事業戦略は自社の強みに立脚しているか

 新たな事業戦略を検討する時、必ずと言っていいほど論点に挙がるのが「何を自社の軸に据えるか」だ。バリューチェーンの拡大やテクノロジーの活用、戦略的事業提携など、どの戦略オプションを選ぶにあたっても、「核となる自社の強み」の定義は欠かせない。この点について久保氏は、次のように力を込めた。

「自社の強みは、企業理念やビジョンなどから紐解いていく方法が一つ。もう一つは、自社が創業からどのような施策をとって売上を伸ばし、どのように利益を創出してきたのか、数字で整理する方法があります。売上や利益率は当然上下しています。どのような施策、要因により数字が変動しているのか、その際の施策を深堀りすることで自社の強みが見えてきます」

 さらに、既存顧客との関係性についても言及した。印刷業界、とりわけ商業印刷を主とする印刷会社は、他の業界に比べて案件数が多いことが特徴だ。だからこそ、「顧客とのコンタクトポイントの多さを生かすことが重要」という。

「コミュニケーションの中で、既存顧客の課題やニーズをしっかりヒアリングし、それに対してソリューションを提供することが重要なポイントです。例えば、会社に資料やパンフレットを多く持つ企業が、コロナを機にリモートワークに移行するとなると、それらを確認するためだけに出社するのは非効率。そこで、会社に保管している印刷物をすべてデジタル化する事を自社のビジネスにする。そのようにして顧客のニーズに応えている企業もあります」(久保氏)

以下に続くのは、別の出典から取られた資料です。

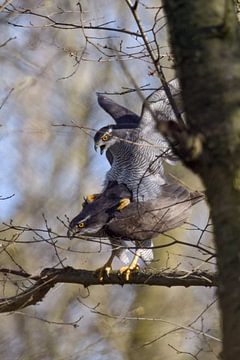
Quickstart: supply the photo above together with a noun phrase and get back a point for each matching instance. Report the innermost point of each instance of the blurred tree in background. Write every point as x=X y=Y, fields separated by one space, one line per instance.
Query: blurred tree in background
x=54 y=57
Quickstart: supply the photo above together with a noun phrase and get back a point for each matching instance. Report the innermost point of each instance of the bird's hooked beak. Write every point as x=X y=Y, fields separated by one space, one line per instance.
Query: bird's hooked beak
x=101 y=147
x=70 y=233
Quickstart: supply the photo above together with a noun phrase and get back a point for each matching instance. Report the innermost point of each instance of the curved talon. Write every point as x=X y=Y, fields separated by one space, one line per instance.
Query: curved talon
x=127 y=270
x=105 y=270
x=90 y=198
x=123 y=203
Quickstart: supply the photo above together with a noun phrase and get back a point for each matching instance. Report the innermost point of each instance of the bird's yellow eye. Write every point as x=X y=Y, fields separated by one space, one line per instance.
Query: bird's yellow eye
x=81 y=225
x=105 y=137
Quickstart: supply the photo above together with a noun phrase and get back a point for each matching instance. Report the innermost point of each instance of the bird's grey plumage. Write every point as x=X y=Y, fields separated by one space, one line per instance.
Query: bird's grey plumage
x=138 y=152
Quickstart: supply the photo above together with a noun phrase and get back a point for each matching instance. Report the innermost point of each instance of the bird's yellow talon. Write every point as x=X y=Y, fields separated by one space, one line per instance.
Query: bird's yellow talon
x=90 y=198
x=127 y=270
x=105 y=270
x=123 y=203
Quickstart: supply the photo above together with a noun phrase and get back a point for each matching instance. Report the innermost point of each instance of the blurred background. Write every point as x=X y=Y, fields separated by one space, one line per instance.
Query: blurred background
x=50 y=72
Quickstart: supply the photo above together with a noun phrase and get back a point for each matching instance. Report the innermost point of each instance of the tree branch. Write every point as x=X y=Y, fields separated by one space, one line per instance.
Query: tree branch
x=49 y=277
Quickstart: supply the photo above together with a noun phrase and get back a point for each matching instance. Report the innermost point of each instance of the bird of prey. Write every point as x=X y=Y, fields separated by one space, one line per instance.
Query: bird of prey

 こうした事例を踏まえると、特定の技術やノウハウ以上に「既存顧客との関係性」の中にこそ、新たな事業戦略を生み出すヒントがあるのではないだろか。縮小傾向にある印刷業界で新たな事業のあり方を考える上では、顧客の課題やニーズを深掘りしたり、顧客の顧客に関して徹底研究をした上で、対峙する顧客が気づいていない変化を提示し、新たな価値を創造したりすることが鍵と言えるだろう。